Dubai: Dubai Police have helped a woman overcome her addiction to drugs after her housemaid discovered her problem and reported the issue to the woman’s mother, who in her turn sought assistance from police.
The woman’s life had been going well. She graduated from university and achieved excellence in science. Then she got married and the couple set an example in marital harmony.
However she made new “friends” who started inciting her against her husband, urging her for a divorce so she could live alone with “freedom”. They persuaded her to take drugs and illegal painkillers as a “solution” to facing family and psychological problems.
Her marital disputes worsened and the couple got divorced.
Downward spiral
The “friends” encouraged her to live with her son and maid away from her family, to delve deeper into the world of drugs and to suffer depression and addiction that destroyed her psychologically and ruined her health and beauty.
The maid contacted her mother in a bid to save her. The mother in her turn contacted Hemaya International Centre in the General Department of Drug Control in Dubai Police, to save her daughter and help her to leave the world of drug addiction by taking advantage of Article 89 of the UAE Law on Combating Narcotics and Psychotropic Substances.
Colonel Abdullah Al Khayat, Director of Hemaya International Centre, said the young woman had got married at the age of 20, and gave birth to a child who is currently six years old. Her husband was a good person, but after she met a group of bad friends, her life turned “upside down”. As every time she would tell them about her personal problems, they would worsen her life, until the marital disputes led to divorce.
Her family insisted she return along with her son to live with them but she refused so that her drug addiction would not be discovered. She lived in a villa with her son and maid - she was far from the eyes of her family and close to “bad companions”.
Maid breaks silence
Col Al Khayat said the young woman’s addiction to drugs was not enough for her “friends” who later pushed her to visit psychiatrists, and as a result of taking some illegal painkiller, she suffered from bouts of screaming and anger to the point that she broke anything in front of her.

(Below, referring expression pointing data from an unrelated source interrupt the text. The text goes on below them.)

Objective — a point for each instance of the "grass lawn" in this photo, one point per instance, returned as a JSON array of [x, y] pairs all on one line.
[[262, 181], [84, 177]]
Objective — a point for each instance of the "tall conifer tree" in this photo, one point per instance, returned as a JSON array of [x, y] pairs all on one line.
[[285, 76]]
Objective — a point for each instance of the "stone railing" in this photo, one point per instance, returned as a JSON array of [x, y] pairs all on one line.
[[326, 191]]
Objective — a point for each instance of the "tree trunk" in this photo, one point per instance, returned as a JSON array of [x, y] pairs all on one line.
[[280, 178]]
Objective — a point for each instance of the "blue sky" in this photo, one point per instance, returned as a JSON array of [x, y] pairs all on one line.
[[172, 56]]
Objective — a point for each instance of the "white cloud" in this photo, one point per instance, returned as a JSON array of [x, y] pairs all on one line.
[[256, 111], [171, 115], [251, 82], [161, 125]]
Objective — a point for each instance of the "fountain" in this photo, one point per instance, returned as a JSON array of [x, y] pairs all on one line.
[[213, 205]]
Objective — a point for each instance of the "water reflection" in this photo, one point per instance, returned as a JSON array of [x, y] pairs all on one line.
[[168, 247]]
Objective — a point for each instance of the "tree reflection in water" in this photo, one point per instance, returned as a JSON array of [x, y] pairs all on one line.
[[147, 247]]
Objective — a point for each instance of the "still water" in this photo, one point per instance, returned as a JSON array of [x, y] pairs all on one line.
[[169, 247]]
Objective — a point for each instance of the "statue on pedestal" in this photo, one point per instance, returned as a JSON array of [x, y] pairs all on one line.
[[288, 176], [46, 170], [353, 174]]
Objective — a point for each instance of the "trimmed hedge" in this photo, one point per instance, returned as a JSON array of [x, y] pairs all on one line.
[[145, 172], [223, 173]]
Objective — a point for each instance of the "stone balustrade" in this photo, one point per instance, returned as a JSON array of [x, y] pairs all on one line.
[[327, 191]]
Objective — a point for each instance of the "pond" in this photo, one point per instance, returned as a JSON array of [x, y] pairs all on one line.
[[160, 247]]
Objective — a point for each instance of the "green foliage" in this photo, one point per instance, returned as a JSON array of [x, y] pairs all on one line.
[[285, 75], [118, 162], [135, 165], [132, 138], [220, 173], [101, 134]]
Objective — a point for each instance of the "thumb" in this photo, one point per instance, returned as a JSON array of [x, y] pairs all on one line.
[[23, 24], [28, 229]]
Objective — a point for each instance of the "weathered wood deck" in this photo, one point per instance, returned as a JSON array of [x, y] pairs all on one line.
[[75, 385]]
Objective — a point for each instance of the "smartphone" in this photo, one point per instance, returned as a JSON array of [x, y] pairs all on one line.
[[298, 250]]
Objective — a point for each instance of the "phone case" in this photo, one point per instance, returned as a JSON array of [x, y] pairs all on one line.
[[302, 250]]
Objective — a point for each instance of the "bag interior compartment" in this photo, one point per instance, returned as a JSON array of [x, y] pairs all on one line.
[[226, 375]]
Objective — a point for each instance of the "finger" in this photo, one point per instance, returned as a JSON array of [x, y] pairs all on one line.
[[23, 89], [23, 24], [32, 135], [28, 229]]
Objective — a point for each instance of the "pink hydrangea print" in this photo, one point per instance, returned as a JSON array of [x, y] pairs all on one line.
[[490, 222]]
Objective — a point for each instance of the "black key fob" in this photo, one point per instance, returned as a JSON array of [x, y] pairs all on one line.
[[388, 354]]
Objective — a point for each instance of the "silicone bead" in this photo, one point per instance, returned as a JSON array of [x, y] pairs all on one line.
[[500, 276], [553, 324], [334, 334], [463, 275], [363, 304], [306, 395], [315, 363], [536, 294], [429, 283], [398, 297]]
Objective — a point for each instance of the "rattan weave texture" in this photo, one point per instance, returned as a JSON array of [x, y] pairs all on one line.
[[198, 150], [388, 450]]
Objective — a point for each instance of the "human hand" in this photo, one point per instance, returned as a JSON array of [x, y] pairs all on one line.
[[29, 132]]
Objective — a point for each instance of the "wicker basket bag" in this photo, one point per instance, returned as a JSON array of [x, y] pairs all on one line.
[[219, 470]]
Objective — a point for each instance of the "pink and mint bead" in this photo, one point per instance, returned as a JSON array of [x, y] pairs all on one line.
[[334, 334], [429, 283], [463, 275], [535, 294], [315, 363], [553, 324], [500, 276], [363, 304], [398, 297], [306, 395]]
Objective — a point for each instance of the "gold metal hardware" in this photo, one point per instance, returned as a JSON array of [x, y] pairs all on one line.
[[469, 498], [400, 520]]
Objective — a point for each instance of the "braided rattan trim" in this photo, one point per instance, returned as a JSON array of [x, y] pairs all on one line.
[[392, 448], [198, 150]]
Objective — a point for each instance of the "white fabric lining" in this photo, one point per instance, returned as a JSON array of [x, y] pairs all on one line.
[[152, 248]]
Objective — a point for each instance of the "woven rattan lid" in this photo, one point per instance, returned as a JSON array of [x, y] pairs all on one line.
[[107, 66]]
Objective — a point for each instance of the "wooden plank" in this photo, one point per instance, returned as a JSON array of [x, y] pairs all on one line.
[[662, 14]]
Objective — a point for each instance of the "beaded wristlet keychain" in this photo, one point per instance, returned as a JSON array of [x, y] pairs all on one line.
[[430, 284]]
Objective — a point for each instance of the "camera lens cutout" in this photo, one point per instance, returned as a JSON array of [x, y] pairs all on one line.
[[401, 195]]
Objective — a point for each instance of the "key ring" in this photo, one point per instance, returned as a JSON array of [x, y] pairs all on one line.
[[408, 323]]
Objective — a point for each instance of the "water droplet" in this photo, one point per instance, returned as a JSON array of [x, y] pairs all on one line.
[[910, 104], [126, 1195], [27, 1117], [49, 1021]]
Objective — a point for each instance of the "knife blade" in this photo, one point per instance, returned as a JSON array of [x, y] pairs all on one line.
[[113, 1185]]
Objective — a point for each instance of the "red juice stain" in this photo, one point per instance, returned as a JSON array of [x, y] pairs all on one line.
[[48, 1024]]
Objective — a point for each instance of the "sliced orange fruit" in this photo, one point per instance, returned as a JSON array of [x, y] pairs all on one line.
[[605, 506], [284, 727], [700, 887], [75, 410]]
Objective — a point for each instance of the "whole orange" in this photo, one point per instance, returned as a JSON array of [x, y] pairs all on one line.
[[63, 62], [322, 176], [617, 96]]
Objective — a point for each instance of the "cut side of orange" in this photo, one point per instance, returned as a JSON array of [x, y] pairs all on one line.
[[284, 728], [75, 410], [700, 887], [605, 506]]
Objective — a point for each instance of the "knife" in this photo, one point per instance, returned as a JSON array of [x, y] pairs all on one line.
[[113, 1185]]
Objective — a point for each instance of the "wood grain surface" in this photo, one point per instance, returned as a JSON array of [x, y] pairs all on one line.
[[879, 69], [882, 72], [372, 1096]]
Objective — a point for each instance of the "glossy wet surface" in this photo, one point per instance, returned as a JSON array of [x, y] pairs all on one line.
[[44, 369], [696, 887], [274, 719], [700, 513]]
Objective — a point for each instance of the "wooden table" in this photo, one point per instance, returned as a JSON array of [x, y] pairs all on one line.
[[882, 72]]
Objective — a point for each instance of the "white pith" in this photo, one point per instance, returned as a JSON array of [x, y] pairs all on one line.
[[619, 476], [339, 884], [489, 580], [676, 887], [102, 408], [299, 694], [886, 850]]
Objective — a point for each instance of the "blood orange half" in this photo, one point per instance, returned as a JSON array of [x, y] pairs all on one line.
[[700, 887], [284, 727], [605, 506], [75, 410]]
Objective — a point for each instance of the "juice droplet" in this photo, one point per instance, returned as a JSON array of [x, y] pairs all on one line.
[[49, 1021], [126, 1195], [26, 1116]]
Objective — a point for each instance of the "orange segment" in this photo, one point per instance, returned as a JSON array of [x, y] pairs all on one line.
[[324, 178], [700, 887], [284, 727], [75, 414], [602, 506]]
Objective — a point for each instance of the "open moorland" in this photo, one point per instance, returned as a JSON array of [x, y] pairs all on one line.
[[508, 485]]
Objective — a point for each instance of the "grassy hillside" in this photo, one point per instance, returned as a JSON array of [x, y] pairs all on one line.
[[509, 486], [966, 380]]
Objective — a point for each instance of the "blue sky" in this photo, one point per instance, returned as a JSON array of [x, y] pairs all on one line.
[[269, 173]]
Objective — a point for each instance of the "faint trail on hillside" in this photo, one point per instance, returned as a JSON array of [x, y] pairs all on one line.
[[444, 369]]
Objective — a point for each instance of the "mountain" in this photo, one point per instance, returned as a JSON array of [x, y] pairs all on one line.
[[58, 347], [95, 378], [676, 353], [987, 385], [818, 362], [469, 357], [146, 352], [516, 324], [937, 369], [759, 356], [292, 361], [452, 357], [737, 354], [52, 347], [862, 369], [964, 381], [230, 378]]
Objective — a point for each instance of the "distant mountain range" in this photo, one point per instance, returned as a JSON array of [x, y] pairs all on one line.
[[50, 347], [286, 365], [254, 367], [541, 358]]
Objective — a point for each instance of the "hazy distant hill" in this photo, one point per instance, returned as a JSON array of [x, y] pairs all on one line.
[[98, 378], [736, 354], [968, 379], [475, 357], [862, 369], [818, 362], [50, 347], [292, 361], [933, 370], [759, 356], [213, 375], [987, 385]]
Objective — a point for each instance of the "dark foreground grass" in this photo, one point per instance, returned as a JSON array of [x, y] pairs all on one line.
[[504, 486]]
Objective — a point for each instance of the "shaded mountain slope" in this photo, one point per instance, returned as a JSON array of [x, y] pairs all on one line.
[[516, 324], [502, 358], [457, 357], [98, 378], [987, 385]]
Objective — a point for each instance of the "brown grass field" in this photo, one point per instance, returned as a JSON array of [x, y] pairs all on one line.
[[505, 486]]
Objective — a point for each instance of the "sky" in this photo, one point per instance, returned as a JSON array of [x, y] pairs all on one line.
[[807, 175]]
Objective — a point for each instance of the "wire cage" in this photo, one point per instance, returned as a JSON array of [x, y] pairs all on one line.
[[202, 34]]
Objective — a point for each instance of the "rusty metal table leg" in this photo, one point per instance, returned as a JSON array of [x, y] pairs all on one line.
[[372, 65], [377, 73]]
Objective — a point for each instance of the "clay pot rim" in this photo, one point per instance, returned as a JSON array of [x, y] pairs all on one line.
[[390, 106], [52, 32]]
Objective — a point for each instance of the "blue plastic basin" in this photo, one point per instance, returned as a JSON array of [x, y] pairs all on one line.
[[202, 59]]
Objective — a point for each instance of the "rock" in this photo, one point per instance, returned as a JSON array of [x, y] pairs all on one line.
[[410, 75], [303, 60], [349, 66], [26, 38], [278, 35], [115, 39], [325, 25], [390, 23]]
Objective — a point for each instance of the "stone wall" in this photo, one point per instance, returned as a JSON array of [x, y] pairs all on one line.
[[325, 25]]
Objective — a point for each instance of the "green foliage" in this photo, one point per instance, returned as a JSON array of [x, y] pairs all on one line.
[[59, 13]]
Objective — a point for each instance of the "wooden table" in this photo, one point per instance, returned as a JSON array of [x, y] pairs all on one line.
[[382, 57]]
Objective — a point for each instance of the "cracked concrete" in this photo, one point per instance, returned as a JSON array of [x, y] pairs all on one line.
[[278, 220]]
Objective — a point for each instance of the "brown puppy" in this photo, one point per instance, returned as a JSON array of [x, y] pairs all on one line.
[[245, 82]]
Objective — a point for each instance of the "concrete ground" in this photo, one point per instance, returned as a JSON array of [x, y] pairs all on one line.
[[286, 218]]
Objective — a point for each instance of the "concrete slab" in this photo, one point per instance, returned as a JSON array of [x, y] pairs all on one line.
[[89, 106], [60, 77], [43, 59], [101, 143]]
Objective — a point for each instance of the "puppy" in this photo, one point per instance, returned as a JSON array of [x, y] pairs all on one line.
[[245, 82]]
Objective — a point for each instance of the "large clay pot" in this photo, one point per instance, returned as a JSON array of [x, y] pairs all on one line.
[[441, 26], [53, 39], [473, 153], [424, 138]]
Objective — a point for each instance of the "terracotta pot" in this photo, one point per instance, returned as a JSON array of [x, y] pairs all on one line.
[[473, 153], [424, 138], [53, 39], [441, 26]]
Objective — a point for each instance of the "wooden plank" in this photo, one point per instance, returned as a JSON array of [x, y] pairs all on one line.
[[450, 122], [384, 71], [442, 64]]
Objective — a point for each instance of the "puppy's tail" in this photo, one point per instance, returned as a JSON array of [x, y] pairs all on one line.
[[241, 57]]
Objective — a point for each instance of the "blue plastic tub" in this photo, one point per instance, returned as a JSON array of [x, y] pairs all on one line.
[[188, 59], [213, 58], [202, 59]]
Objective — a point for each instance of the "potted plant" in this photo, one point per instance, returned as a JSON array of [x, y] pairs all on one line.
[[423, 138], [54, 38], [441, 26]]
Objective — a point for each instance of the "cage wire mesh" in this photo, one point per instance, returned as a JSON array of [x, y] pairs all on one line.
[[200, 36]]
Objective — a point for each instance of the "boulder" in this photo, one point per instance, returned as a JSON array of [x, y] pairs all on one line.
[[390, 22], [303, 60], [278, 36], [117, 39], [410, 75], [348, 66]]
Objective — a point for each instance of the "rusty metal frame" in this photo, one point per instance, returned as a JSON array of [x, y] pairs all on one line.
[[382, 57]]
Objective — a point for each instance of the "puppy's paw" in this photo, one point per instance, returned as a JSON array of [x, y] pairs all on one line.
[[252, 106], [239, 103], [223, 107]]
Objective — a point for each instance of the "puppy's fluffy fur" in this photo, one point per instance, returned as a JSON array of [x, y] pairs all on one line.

The maid felt she had to intervene and break her silence about the “tragic situation” that her employer was in.
She took the initiative to inform her employer’s mother about all the changes that have occurred in her daughter’s life, who was approaching insanity.
Col Al Khayat said many people do not know that some types of drugs affect the user with hallucinations, which make him or her hear and see imaginary things leading to perform an act such as suicide.
Rapid intervention
Col Al Khayat added that families’ denial of the idea of an addict among their members often leads to impeding the success of psychological rehabilitation and containment processes for addicts in general, as they are deprived of timely access to sources of support, especially in the event of the abuse of certain substances that require accurate and rapid therapeutic intervention.
Fortunately, the mother of this young woman approached Hemaya International Centre without hesitation to take advantage of Article 89 of the Law on Combating Narcotics and Psychotropic Substances, where the social consultants directed her to calm down and not rush to confront her daughter in order to avoid any escalation, but rather to take her to the centre, and after meeting the daughter her condition was studied and referred for treatment and rehabilitation.